Warning Jobserver and all related Jobserver integrations are end of life starting October, 2024, with the exception of Public Sector customers using GovCloud or on-prem environments.
For information on profiling via Edge, go to Profiling via Edge.
About profiling via Jobserver
Profiling process via Jobserver
When you register a data source via Jobserver, Data Catalog triggers the ingestion process.
By default, the complete data set is transferred to Jobserver. Then Jobserver creates a representative subset of the data to profile, based on your data source. Jobserver then profiles that data and sends the profiling results to Data Catalog. You can enable the Anonymize data option to hash or remove profiling results that can be considered sensitive.
Data used to create profiling results via Jobserver
To create the profiling results, Data Catalog uses a representative set of the data from the data source.
Note This data is not the same as the sample data that can be available for an asset.
If you register a data source via Jobserver, the data that will be used by data profiling is created when you register the data source.
- If you use Jobserver without push down sampling:
First, the complete data set is transferred to Jobserver. Then Jobserver creates the set of the data to be profiled. This is sometimes called sampling.
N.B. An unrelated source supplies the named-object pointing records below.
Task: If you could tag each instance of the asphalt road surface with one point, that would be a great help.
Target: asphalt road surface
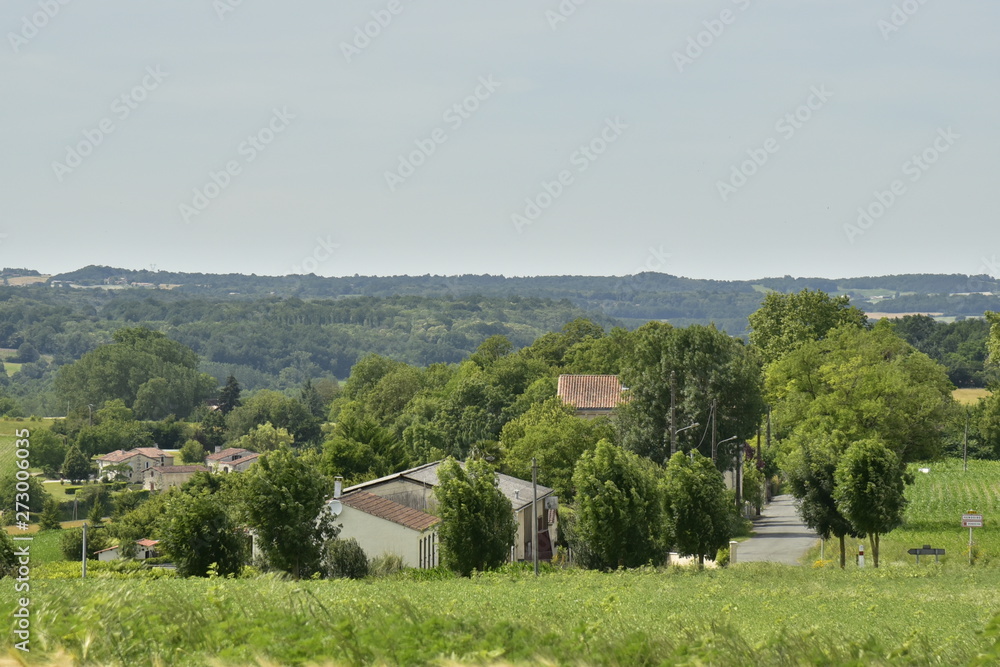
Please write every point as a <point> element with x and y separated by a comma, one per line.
<point>780,536</point>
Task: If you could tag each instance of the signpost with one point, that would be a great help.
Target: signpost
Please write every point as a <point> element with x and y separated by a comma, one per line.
<point>926,551</point>
<point>971,519</point>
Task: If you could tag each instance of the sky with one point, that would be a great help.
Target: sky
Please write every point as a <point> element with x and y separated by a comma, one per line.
<point>727,139</point>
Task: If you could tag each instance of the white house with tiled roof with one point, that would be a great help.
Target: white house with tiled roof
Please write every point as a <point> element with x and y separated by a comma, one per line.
<point>591,395</point>
<point>414,488</point>
<point>162,478</point>
<point>233,459</point>
<point>382,526</point>
<point>139,460</point>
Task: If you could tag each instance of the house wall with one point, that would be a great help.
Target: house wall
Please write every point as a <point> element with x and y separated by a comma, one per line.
<point>378,536</point>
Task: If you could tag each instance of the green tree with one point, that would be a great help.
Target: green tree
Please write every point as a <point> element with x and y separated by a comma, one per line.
<point>360,449</point>
<point>147,371</point>
<point>550,433</point>
<point>620,518</point>
<point>48,450</point>
<point>863,383</point>
<point>98,510</point>
<point>477,526</point>
<point>278,409</point>
<point>193,452</point>
<point>811,473</point>
<point>9,494</point>
<point>870,485</point>
<point>49,520</point>
<point>199,533</point>
<point>786,321</point>
<point>699,514</point>
<point>76,466</point>
<point>285,503</point>
<point>8,557</point>
<point>229,396</point>
<point>264,438</point>
<point>709,366</point>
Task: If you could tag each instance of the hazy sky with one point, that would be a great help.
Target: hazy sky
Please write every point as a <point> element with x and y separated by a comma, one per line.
<point>718,139</point>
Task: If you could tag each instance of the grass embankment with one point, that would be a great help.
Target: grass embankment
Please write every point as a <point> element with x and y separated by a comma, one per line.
<point>752,614</point>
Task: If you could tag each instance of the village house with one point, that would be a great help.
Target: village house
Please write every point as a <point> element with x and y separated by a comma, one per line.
<point>414,489</point>
<point>143,549</point>
<point>162,478</point>
<point>382,526</point>
<point>591,395</point>
<point>233,459</point>
<point>139,460</point>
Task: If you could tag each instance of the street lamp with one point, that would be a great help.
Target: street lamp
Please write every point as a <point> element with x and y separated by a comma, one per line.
<point>721,443</point>
<point>681,430</point>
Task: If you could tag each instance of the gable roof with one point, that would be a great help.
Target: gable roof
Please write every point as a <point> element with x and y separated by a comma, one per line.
<point>389,510</point>
<point>249,457</point>
<point>590,392</point>
<point>517,491</point>
<point>120,455</point>
<point>116,456</point>
<point>231,451</point>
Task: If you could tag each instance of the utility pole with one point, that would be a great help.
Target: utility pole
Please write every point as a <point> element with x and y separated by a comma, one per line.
<point>84,576</point>
<point>534,513</point>
<point>965,448</point>
<point>673,413</point>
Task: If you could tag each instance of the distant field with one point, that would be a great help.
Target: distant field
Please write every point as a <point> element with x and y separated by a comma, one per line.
<point>970,396</point>
<point>937,500</point>
<point>27,280</point>
<point>876,315</point>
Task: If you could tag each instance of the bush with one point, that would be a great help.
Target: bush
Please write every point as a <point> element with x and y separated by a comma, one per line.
<point>71,543</point>
<point>345,559</point>
<point>385,565</point>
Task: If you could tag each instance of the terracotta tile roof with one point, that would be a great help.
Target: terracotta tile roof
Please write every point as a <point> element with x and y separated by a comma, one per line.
<point>151,452</point>
<point>225,453</point>
<point>389,510</point>
<point>590,392</point>
<point>175,469</point>
<point>116,456</point>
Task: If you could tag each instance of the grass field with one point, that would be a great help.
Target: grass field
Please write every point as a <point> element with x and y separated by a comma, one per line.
<point>970,396</point>
<point>7,439</point>
<point>937,500</point>
<point>754,614</point>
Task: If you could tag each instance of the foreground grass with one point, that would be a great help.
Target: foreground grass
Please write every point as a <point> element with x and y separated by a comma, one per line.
<point>749,614</point>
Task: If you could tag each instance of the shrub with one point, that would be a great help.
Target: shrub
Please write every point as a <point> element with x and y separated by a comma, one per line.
<point>385,565</point>
<point>345,559</point>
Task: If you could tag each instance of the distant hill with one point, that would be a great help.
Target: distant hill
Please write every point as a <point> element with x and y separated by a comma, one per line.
<point>632,300</point>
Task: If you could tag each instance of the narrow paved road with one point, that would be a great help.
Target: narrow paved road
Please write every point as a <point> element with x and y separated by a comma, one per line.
<point>780,536</point>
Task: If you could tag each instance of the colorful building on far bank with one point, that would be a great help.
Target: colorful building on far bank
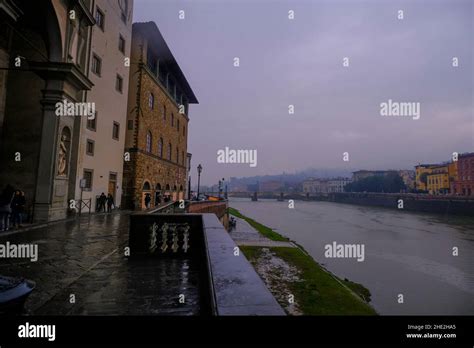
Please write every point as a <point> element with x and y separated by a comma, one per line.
<point>421,175</point>
<point>157,123</point>
<point>464,185</point>
<point>437,182</point>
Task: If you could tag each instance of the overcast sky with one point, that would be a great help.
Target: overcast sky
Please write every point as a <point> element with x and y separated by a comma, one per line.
<point>300,62</point>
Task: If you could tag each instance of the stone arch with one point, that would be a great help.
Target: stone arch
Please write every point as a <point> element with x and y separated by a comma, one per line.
<point>64,152</point>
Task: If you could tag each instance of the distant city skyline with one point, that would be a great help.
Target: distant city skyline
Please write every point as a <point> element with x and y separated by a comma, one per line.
<point>300,62</point>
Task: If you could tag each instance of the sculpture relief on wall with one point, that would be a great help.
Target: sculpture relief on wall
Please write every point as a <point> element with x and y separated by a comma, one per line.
<point>63,153</point>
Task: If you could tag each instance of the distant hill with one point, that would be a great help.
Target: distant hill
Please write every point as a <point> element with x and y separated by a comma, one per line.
<point>291,178</point>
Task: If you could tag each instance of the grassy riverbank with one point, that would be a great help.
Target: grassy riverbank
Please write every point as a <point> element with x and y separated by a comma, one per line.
<point>264,230</point>
<point>291,271</point>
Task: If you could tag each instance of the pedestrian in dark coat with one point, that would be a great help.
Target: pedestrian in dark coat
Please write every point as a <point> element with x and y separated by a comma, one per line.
<point>110,203</point>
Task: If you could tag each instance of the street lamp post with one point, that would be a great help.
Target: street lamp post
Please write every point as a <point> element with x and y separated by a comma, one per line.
<point>199,178</point>
<point>221,184</point>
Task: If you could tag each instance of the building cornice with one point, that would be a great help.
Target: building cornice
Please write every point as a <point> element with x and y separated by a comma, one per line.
<point>160,85</point>
<point>62,71</point>
<point>11,9</point>
<point>156,157</point>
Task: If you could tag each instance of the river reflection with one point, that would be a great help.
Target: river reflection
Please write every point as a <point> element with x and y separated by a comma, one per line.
<point>405,253</point>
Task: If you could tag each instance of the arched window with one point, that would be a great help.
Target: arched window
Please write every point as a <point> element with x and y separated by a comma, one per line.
<point>148,142</point>
<point>151,101</point>
<point>160,147</point>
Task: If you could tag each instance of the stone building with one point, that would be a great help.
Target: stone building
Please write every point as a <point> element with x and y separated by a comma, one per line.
<point>313,185</point>
<point>157,122</point>
<point>44,56</point>
<point>464,185</point>
<point>102,138</point>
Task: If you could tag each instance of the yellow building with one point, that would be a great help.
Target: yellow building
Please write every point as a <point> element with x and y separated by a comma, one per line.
<point>453,176</point>
<point>438,180</point>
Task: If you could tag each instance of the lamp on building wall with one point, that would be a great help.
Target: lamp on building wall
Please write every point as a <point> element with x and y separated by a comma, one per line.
<point>199,178</point>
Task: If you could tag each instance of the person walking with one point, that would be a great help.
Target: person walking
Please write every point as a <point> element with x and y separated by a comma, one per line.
<point>110,203</point>
<point>147,200</point>
<point>102,201</point>
<point>6,199</point>
<point>18,207</point>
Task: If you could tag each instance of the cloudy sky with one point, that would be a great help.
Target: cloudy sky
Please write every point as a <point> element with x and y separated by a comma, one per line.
<point>300,62</point>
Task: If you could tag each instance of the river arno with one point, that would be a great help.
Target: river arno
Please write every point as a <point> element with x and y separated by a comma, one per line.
<point>405,253</point>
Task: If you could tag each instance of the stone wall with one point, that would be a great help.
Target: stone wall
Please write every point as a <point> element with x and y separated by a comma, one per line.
<point>441,205</point>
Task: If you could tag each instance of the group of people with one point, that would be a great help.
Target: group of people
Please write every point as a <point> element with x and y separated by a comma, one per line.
<point>104,201</point>
<point>12,208</point>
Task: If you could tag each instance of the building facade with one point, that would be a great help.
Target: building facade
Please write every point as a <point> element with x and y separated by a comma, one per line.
<point>362,174</point>
<point>155,168</point>
<point>102,138</point>
<point>313,185</point>
<point>438,180</point>
<point>44,53</point>
<point>271,186</point>
<point>421,175</point>
<point>464,185</point>
<point>408,177</point>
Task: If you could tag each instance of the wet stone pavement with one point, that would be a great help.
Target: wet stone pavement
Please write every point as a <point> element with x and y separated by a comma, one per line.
<point>85,258</point>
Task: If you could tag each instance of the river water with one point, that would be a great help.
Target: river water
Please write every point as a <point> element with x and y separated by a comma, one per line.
<point>405,253</point>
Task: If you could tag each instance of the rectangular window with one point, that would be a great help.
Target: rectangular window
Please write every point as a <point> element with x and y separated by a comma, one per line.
<point>92,123</point>
<point>121,44</point>
<point>96,64</point>
<point>119,84</point>
<point>100,18</point>
<point>90,147</point>
<point>116,131</point>
<point>88,175</point>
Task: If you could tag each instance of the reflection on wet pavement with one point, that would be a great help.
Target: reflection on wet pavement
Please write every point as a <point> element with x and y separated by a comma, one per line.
<point>82,270</point>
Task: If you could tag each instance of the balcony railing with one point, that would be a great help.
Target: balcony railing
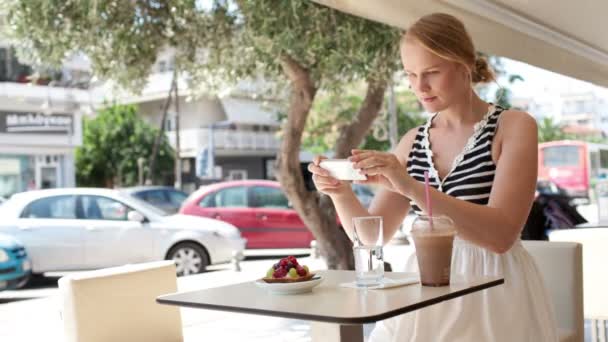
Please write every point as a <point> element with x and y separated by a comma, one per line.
<point>193,140</point>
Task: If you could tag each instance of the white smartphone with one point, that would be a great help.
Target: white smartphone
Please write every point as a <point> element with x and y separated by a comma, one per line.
<point>342,169</point>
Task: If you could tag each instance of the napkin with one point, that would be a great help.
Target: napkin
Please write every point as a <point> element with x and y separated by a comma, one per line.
<point>386,283</point>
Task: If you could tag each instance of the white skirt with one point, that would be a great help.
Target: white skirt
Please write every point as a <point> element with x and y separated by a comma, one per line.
<point>519,310</point>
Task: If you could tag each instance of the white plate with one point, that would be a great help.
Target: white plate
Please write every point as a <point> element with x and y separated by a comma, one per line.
<point>290,288</point>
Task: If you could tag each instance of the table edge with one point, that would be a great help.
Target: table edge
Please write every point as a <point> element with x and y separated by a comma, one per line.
<point>338,320</point>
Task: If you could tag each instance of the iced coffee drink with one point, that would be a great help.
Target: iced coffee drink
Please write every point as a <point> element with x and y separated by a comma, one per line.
<point>434,248</point>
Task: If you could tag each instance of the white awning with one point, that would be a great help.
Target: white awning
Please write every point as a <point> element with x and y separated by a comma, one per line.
<point>567,37</point>
<point>247,111</point>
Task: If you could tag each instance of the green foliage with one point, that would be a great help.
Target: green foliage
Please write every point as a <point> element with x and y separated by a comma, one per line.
<point>215,42</point>
<point>503,95</point>
<point>332,111</point>
<point>112,143</point>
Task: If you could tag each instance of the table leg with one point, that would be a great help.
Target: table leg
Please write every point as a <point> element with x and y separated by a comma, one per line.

The size is determined by the Table profiling data size setting in Collibra Console or the Services Configuration section of the Collibra settings. By default, the size is 10 GB. - If you use Jobserver with push down sampling (also called partial scan):
The data source itself creates the set of data to profile and sends it to Jobserver. The data source creates the set of data from randomly selected rows. If the Jobserver cache storage is reached, the process stops. Because the data source already created the set of data randomly, the omitted data can be ignored without lowering the representativeness of the sample.Warning Push down sampling can be done using dynamic SQL query, if the data source supports it. To verify if your data source allows push down sampling, see Collibra-provided JDBC drivers.
Tip Push down sampling drastically increases the performance of collecting data to profile.